Seinen Vortrag eröffnete Dr. Keller gleich mit einer überraschenden Einschätzung: Entgegen den verbreiteten Erwartungen werde Barack Obama seine Schwerpunkte in der Innenpolitik setzen und sich vor allem um die Wirtschaft-, Finanz- und Gesundheitspolitik kümmern. Das erwarteten die Amerikaner von ihrem neuen Präsidenten. Diese Anstrengungen bänden in den kommenden Jahren einen erheblichen Teil der politischen und wirtschaftlichen Kraft der Vereinigten Staaten. Zur möglichen Entwicklung der US-Außenpolitik präsentierte Dr. Keller zunächst einen Überblick über die Außenpolitik früherer Präsidenten, das „Erbe“ Barack Obamas. Grob könne man zwischen einer opportunistisch geprägten Interessenpolitik und der ideologisch befeuerten Idee von einer „moralischen Mission“ der USA auf der ganzen Welt unterscheiden; zwei grundlegende Paradigmen, um die die amerikanische Politik von Ronald Reagan über Bill Clinton bis zu George W. Bush kreiste. Daran werde sich weniger als erwartet ändern, so Keller. Im Gegensatz zu verbreiteten Ansichten, sei Barack Obamas Politik in den Fußstapfen des liberalen Internationalismus Bill Clintons aber durchaus idealistischer als die Demokratisierungstheorien George W. Bush’. Die neokonservativen Denker verlören an Einfluß, und die Streitigkeiten um die Versuche europäischer Gegenmachtbildung – das Wort des ehemaligen Verteidigungsministers Donald Rumsfeld vom „alten Europa“ ist noch in Erinnerung - seien beigelegt.

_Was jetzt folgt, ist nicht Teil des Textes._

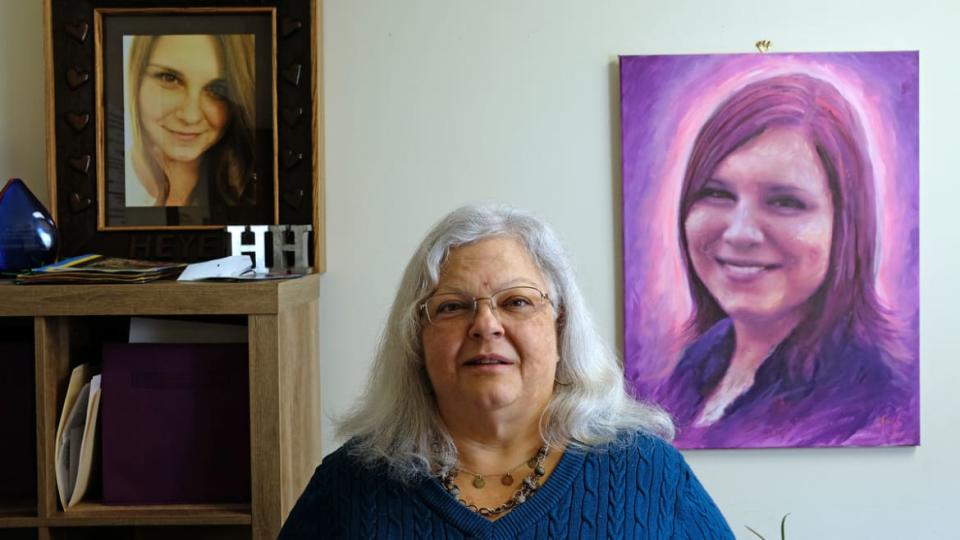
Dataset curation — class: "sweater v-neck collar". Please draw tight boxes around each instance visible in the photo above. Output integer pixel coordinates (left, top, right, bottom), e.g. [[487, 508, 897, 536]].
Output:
[[417, 447, 585, 539]]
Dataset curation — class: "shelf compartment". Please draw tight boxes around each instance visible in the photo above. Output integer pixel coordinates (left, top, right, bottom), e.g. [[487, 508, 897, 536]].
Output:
[[42, 502, 251, 527]]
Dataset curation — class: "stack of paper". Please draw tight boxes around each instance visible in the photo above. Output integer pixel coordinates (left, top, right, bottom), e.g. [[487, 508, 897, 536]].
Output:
[[54, 364, 100, 508], [16, 255, 187, 285]]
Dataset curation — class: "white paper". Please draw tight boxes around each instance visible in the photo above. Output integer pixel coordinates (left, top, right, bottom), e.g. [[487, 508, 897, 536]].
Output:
[[177, 255, 253, 281], [130, 317, 247, 343]]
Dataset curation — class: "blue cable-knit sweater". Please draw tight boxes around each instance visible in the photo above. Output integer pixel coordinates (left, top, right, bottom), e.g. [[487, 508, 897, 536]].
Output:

Für den neuen Präsidenten gehe es außenpolitisch um „burden sharing“, um Rekrutierungspolitik für die Krisenherde auf der ganzen Welt. Entsprechende Aufforderungen an die europäischen Verbündeten würden nicht lange auf sich warten lassen. Tatsächlich bat US-Vizepräsident Joe Biden die Verbündeten auf der Münchener Sicherheitskonferenz am vergangenen Wochenende um Hilfe und verband dies mit der Versicherung, dass sich die USA um enge Abstimmung bemühen würden. Dr. Keller prognostizierte zudem einen pragmatischeren Umgang der neuen Administration mit Russland sowie mit der NATO-Osterweiterung. Außerdem sei mit einer Verstärkung der amerikanischen Streitkräfte um rund 100000 Soldat(inn)en zu rechnen. Das iranische Nuklearprogramm sei kaum noch aufzuhalten, und man müsse abwarten, ob die neue Regierung in den Beziehungen zu Iran Fortschritte erzielen könne. Die militärische Option bliebe jedoch relevant, darauf könne auch Barack Obama nicht verzichten.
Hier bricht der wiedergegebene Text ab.